Author: Tim Dees
Editor’s note: In resource-strapped times, intelligence-led policing is a key to identifying and investigating gang activity. This special coverage series reviews strategies departments can deploy to take a data-driven approach to reducing gang-related crime.
Intelligence-led policing is more than just the latest buzzword and magnet for grant money. In an age where law enforcement agencies are compelled to accomplish the same mission with fewer personnel and resources, it can literally be a way to work smarter, not harder.
Comprehensive gang model
The federal Office of Juvenile Justice and Delinquency Prevention (OJJDP) developed a comprehensive gang model (see document below) for use by local law enforcement.
The model is complex and involves multiple steps and participation by many community components, to include schools, churches, probation offices, mental health treatment providers and law enforcement to address the problem of gangs and gang-related violence systemically. Suppression of gang activity is only one of the steps of the model, and it champions intelligence-led policing (ILP) as a cornerstone of the effort.
There is no question that gang violence is a national social and crime problem. The OJJDP performed its first survey of gang-related crime in 1995, and has repeated it periodically since then. The most recent survey showed that gang activity has increased 21 percent since 2002, with over 3,500 U.S. jurisdictions affected. The most current estimate of gang activity shows there are at least 29,400 neighborhood street gangs active, with a membership exceeding 756,000 youth.

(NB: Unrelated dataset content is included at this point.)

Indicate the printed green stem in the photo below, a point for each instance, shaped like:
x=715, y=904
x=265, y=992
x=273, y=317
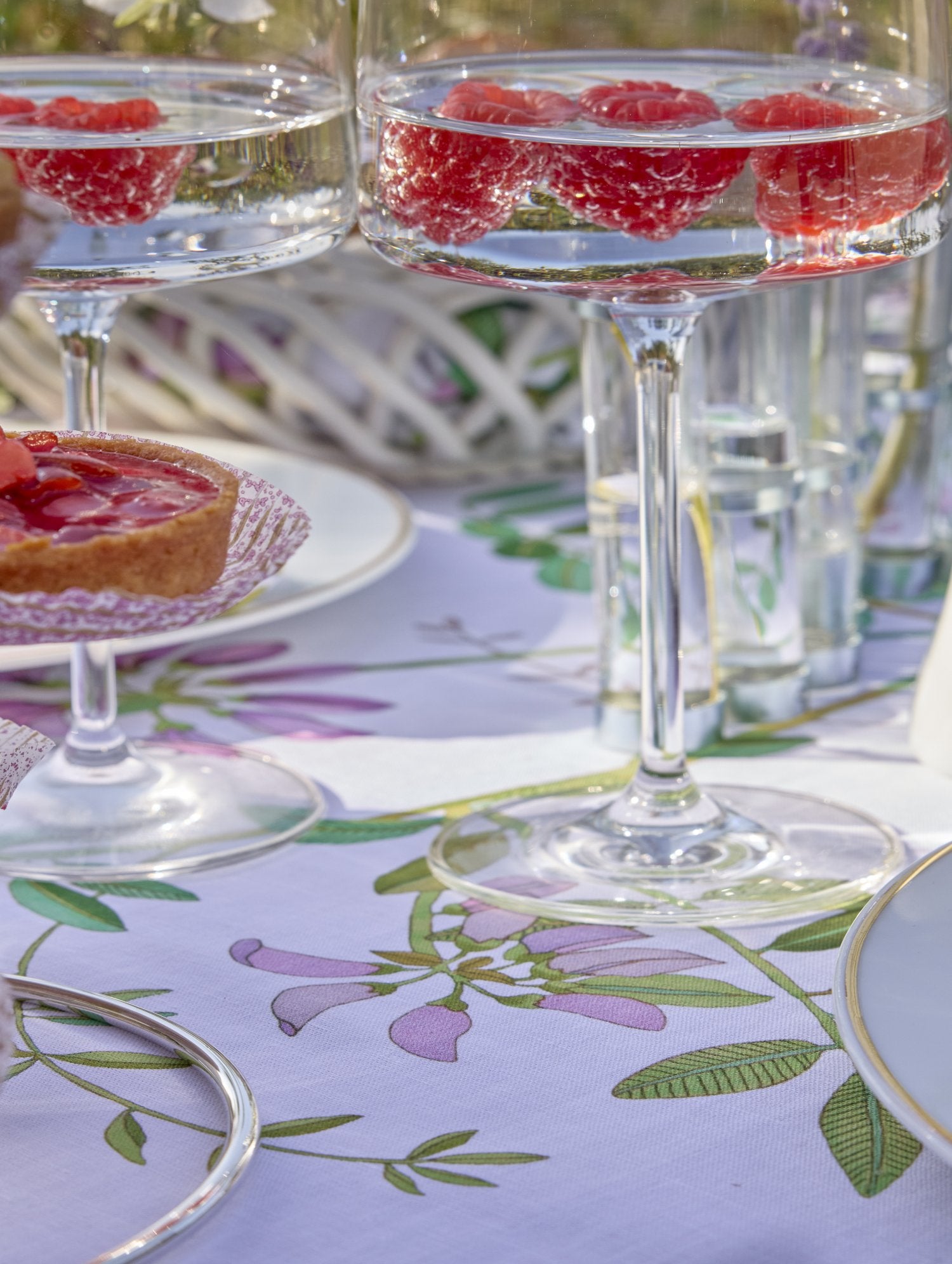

Identifying actual gang membership can be problematic, as a connection with the gang lifestyle has an allure for many youth. Mainstream teens who have no actual association with a street gang will incorporate gang jargon into their speech, addressing one another as “G” or “OG” (“gangsta” or “original gangsta,” the latter a charter member of a street gang) and will dress in what they believe to be gang clothes. The OJJPD gang model defines a gang as three or more street-based individuals, under 22 years of age, and who are directly involved in regular or recurrent criminal activity. The pretenders and hangers on seldom qualify.
Implementing intelligence-led policing
True ILP is not something manageable by a single officer, or even a group. It requires top-down planning and commitment to allow allocation of resources to be driven by data and analysis, rather than by public pressure or someone’s “gut.”
Street officers become data gatherers, looking beyond the crime problems they encounter on patrol and seeking the root causes: Are auto thefts random crimes of opportunity, or is there a pattern or method that points to a more organized motive? What happens to stolen property? Is it converted to the thief’s personal use, or is there some conduit where it’s converted to money by a third party?
The process is effective only when there is buy-in at all levels and everyone becomes a stakeholder in the effort. This can be a hard sell to officers and administrators whose experience tells them their own traditional methods are the best, and certainly the most familiar. By using the goal of managing the gang problem as a driver and one step in a proven and accepted crime reduction strategy, ILP advocates may find a way to get their foot in the door and sell ILP to management.
Technology is one lever to improve intelligence gathering and increase the efficiency of limited manpower. For example, an hour-by-hour analysis of crime data may reveal hot spots deserving of special attention during hours of peak crime activity. Rather than assign officers to randomly drive through large patrol beats when not committed to calls for service, concentrating patrols on a relatively small area during the times when there is the most activity may be a more effective use of manpower.
Federal assistance is available
Analytical tools needed to identify patrol hot spots may not be part of the typical agency’s CAD/RMS package, but there is assistance available if the agency chooses to commit to the OJJDP gang model and implement ILP. The federal National Gang Center provides training and technical assistance to local agencies in the form of telephone, email and on-site training from their staff and consultants.
The combined national crises of chronic gang violence and difficulty in recruiting police officers are not going to be resolved anytime soon. Major changes in societal attitudes and values at multiple levels are needed before we see improvement in either area. In the interim, law enforcement agencies can avail themselves of assistance in the form of proven strategies to reduce gang-related crime and using existing resources to improve the quality of life in their communities and make the most of the resources they have already.